Pierre Moscovici: Dem französischen Finanzminister bläst aus Zürich eisiger Wind entgegen. (Bild: Keystone)

Der Kanton Zürich droht mit dem Kantonsreferendum, sollte das Bundesparlament dem Erbschaftssteuerabkommen mit Frankreich zustimmen.

Veröffentlicht am 25.11.2013

Falls das Bundesparlament dem Erbschaftssteuerabkommen mit Frankreich zustimmen sollte, wird der Kanton Zürich wohl das Kantonsreferendum ergreifen. Der Zürcher Kantonsrat hat eine Parlamentarische Initiative mit 103 Stimmen vorläufig unterstützt. Nötig waren 60 Stimmen.

Das Abkommen könne für die Kantone «schwerwiegende Konsequenzen auf ihre Steuersubstrate» haben, argumentierten die Initianten. Die Erbschaftssteuer sei ein Hohheitsrecht der Kantone, sagte Mitinitiant Hans-Peter Portmann (FDP).
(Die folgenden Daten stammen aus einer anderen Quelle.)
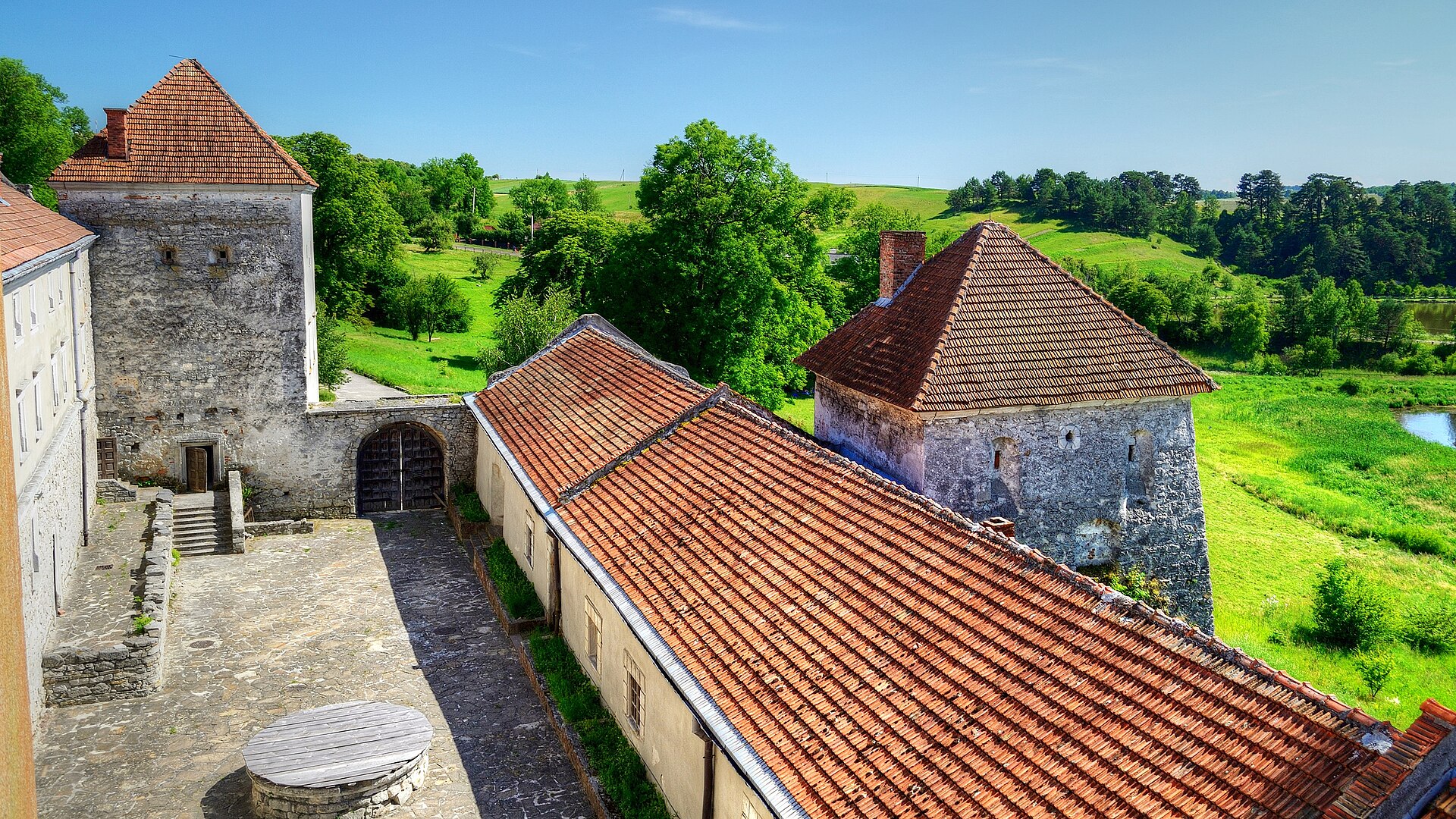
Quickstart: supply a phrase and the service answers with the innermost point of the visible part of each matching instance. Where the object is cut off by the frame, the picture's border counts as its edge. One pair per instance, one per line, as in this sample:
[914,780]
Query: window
[634,697]
[593,635]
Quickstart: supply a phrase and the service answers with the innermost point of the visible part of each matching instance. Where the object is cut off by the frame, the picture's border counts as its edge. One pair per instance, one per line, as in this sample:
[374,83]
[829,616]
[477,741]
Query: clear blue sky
[886,93]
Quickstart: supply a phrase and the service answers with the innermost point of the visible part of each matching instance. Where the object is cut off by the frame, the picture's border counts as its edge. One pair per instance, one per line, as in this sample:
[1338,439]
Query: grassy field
[1296,472]
[447,363]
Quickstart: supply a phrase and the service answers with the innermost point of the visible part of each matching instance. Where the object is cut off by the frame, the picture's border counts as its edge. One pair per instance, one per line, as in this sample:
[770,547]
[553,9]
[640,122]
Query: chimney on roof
[1001,526]
[900,253]
[115,133]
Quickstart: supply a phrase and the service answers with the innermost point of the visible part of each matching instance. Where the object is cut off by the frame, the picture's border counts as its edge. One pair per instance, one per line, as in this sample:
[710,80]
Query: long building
[781,632]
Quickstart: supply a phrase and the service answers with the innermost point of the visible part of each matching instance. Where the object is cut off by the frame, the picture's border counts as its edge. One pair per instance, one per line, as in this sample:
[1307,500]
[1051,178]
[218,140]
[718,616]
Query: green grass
[612,757]
[517,592]
[447,363]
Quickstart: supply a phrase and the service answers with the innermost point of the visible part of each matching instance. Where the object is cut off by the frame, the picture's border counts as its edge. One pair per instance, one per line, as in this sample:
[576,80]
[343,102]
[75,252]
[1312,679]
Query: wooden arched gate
[400,466]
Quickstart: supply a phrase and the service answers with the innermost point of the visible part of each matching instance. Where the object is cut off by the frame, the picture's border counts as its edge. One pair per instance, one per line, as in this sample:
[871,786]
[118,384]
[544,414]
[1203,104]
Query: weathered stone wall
[53,509]
[196,352]
[1088,485]
[873,433]
[74,675]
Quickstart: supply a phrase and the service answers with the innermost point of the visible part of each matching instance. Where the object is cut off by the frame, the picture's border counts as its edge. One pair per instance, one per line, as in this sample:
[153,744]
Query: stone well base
[357,800]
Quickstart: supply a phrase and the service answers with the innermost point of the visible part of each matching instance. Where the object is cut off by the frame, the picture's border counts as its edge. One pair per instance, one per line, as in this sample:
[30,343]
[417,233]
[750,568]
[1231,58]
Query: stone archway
[400,466]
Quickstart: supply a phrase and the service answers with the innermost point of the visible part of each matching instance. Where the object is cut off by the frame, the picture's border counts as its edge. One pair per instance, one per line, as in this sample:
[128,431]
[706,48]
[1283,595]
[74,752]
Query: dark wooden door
[107,458]
[400,466]
[197,477]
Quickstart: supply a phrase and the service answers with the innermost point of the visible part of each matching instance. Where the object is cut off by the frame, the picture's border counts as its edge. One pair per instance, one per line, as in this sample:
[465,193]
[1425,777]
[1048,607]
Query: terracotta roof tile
[30,229]
[187,130]
[889,659]
[992,322]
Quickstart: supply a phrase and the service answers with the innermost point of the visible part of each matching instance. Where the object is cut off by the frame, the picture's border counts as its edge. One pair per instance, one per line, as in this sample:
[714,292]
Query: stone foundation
[375,798]
[133,668]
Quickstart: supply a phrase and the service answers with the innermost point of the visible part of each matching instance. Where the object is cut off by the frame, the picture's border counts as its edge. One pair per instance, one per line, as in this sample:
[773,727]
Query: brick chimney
[115,133]
[900,253]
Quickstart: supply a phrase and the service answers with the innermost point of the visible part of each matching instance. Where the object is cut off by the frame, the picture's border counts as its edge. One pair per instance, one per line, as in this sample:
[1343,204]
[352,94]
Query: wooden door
[197,477]
[107,458]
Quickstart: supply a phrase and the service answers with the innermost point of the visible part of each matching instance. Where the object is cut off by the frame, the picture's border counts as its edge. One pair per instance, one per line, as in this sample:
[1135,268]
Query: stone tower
[995,382]
[201,280]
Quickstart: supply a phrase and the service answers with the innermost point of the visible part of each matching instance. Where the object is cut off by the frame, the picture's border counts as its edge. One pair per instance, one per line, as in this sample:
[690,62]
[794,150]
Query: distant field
[447,363]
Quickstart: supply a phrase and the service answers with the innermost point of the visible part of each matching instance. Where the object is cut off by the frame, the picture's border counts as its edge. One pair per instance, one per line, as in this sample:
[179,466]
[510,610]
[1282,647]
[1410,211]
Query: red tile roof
[187,130]
[886,657]
[992,322]
[30,229]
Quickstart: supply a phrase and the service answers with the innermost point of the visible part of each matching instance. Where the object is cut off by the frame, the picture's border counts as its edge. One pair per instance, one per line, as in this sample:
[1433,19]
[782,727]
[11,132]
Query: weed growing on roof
[468,503]
[517,592]
[612,757]
[1351,611]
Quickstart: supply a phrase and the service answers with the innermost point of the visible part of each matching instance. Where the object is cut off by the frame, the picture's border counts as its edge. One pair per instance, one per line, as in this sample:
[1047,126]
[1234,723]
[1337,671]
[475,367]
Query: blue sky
[865,93]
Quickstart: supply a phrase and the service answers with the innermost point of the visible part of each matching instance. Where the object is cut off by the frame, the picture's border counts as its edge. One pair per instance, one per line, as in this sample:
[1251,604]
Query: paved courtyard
[384,610]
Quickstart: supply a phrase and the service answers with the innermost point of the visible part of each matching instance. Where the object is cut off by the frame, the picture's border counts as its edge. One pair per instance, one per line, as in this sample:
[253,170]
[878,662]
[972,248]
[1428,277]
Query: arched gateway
[400,466]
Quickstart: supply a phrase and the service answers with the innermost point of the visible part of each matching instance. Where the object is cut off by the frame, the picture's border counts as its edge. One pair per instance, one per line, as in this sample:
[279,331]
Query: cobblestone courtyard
[360,610]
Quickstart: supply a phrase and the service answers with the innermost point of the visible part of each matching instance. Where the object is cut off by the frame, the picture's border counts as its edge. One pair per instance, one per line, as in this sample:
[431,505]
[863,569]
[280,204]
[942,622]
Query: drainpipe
[710,757]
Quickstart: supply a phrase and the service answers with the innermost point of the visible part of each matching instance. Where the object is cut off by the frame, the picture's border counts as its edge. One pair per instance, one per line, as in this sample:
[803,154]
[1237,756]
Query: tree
[525,324]
[36,133]
[1247,321]
[541,197]
[356,231]
[436,234]
[585,196]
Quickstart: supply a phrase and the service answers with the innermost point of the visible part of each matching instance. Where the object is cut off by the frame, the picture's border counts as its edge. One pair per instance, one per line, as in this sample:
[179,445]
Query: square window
[593,635]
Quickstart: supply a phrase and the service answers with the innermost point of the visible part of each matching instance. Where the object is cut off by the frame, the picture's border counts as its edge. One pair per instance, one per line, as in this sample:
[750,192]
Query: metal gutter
[699,703]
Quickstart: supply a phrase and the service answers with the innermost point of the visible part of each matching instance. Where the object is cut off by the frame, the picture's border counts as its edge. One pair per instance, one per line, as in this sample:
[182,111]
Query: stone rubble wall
[133,668]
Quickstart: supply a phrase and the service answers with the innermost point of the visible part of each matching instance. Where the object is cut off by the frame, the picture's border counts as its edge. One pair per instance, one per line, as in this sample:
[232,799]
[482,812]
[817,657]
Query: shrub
[517,592]
[468,503]
[1375,668]
[1430,627]
[1351,611]
[1388,363]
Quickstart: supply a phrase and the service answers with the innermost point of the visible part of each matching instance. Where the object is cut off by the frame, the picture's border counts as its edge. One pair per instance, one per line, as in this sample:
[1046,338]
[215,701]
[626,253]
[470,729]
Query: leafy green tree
[436,234]
[356,231]
[859,268]
[36,131]
[525,324]
[1247,321]
[541,197]
[585,196]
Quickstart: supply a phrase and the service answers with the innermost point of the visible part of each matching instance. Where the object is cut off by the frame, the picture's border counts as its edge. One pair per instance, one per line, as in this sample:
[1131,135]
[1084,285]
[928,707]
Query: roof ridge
[979,229]
[661,433]
[1107,596]
[283,153]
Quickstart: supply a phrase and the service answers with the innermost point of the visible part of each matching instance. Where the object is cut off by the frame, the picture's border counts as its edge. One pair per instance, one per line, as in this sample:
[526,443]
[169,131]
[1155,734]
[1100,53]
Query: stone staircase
[201,523]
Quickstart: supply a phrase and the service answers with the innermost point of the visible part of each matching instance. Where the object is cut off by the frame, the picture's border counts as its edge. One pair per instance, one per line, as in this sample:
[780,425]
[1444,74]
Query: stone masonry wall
[873,433]
[53,506]
[133,668]
[196,352]
[1071,485]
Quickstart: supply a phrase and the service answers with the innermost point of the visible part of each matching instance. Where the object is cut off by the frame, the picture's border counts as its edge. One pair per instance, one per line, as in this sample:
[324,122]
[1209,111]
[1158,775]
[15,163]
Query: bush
[1375,668]
[468,503]
[1351,611]
[1430,627]
[517,592]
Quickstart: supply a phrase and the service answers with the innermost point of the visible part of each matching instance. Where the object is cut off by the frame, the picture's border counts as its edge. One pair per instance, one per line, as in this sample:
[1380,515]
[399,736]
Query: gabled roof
[187,130]
[28,229]
[992,322]
[886,657]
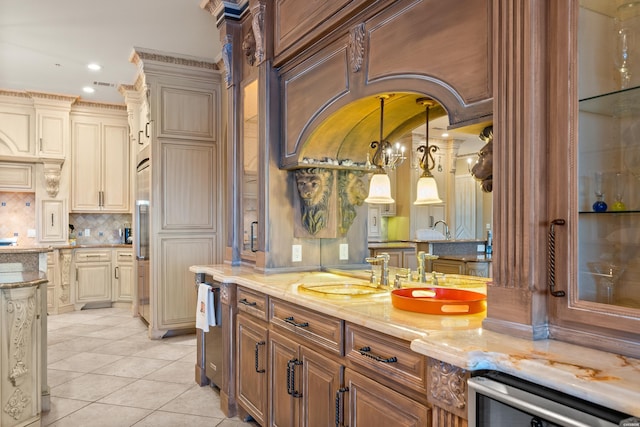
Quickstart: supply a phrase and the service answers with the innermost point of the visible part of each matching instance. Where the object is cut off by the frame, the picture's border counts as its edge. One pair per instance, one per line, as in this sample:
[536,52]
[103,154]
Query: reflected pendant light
[427,192]
[380,185]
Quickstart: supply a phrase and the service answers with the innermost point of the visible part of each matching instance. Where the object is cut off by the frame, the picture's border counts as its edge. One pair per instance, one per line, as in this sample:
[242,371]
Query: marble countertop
[21,279]
[605,378]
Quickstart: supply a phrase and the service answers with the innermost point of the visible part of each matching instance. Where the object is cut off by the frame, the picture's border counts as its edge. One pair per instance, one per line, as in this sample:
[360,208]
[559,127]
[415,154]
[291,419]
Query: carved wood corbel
[52,173]
[447,387]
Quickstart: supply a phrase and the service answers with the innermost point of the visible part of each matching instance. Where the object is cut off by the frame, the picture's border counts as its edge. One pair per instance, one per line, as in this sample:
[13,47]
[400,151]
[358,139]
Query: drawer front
[124,256]
[317,329]
[252,302]
[93,255]
[391,358]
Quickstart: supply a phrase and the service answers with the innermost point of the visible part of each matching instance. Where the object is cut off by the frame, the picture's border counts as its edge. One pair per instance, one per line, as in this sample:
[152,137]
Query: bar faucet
[384,259]
[422,266]
[446,228]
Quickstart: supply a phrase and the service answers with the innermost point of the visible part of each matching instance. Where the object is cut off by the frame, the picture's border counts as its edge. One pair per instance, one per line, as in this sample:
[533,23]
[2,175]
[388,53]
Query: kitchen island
[24,390]
[459,343]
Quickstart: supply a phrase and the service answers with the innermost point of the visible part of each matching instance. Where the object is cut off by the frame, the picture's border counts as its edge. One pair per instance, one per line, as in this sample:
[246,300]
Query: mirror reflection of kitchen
[466,211]
[250,169]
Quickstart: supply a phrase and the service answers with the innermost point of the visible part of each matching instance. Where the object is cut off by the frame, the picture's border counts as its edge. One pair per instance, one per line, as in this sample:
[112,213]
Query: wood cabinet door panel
[251,381]
[372,404]
[116,168]
[86,168]
[282,403]
[321,379]
[93,282]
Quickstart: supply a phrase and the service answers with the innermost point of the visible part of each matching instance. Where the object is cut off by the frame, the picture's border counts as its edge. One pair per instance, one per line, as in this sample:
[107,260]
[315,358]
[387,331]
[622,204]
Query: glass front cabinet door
[602,302]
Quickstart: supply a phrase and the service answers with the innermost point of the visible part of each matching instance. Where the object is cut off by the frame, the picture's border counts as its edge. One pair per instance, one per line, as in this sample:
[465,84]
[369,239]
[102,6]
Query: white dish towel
[205,308]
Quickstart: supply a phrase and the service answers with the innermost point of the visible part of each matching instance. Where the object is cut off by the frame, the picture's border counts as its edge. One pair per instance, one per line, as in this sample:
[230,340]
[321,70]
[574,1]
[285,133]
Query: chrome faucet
[384,259]
[447,235]
[422,266]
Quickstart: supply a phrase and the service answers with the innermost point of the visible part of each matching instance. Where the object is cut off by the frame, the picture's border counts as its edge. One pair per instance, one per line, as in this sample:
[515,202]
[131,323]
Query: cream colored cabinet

Mit der Zustimmung könne der Zürcher Kantonsrat «ein Zeichen nach Bern» schicken. Acht Kantone könnten mit einem Kantonsreferendum einen Volksentscheid erzwingen.

Wahrscheinlich sei das Zürcher Referendum gar nicht nötig, denn die Eidgenössischen Räte würden wohl gar nicht erst auf die Vorlage eintreten, fand Benno Scherrer (GLP). «Aber wir müssen rechtzeitig bereit sein.»

«Erfüllungsgehilfe fremder Staaten»

Die Schweiz dürfe nicht «Erfüllungsgehilfe fremder Staaten» sein, sagte SVP-Sprecher Arnold Suter. Wenn man hier nachgebe, würden immer neue Forderungen aus dem Ausland kommen, prophezeite er. Auch Silvia Steiner (CVP) warnte vor «weiteren ähnlichen Verträgen».

Für SP-Sprecher Thomas Marthaler ist die Parlamentarische Initiative «überflüssig und unnötig». Er habe grosses Vertrauen in die Verwaltung in Bern, was die Aushandlung von Steuerabkommen betreffe. Die Forderungen von Frankreich sind gemäss Peter Ritschard (EVP) «durchaus nachvollziehbar». Wenn das Abkommen nicht in Kraft trete, seien die Auswirkungen gravierender.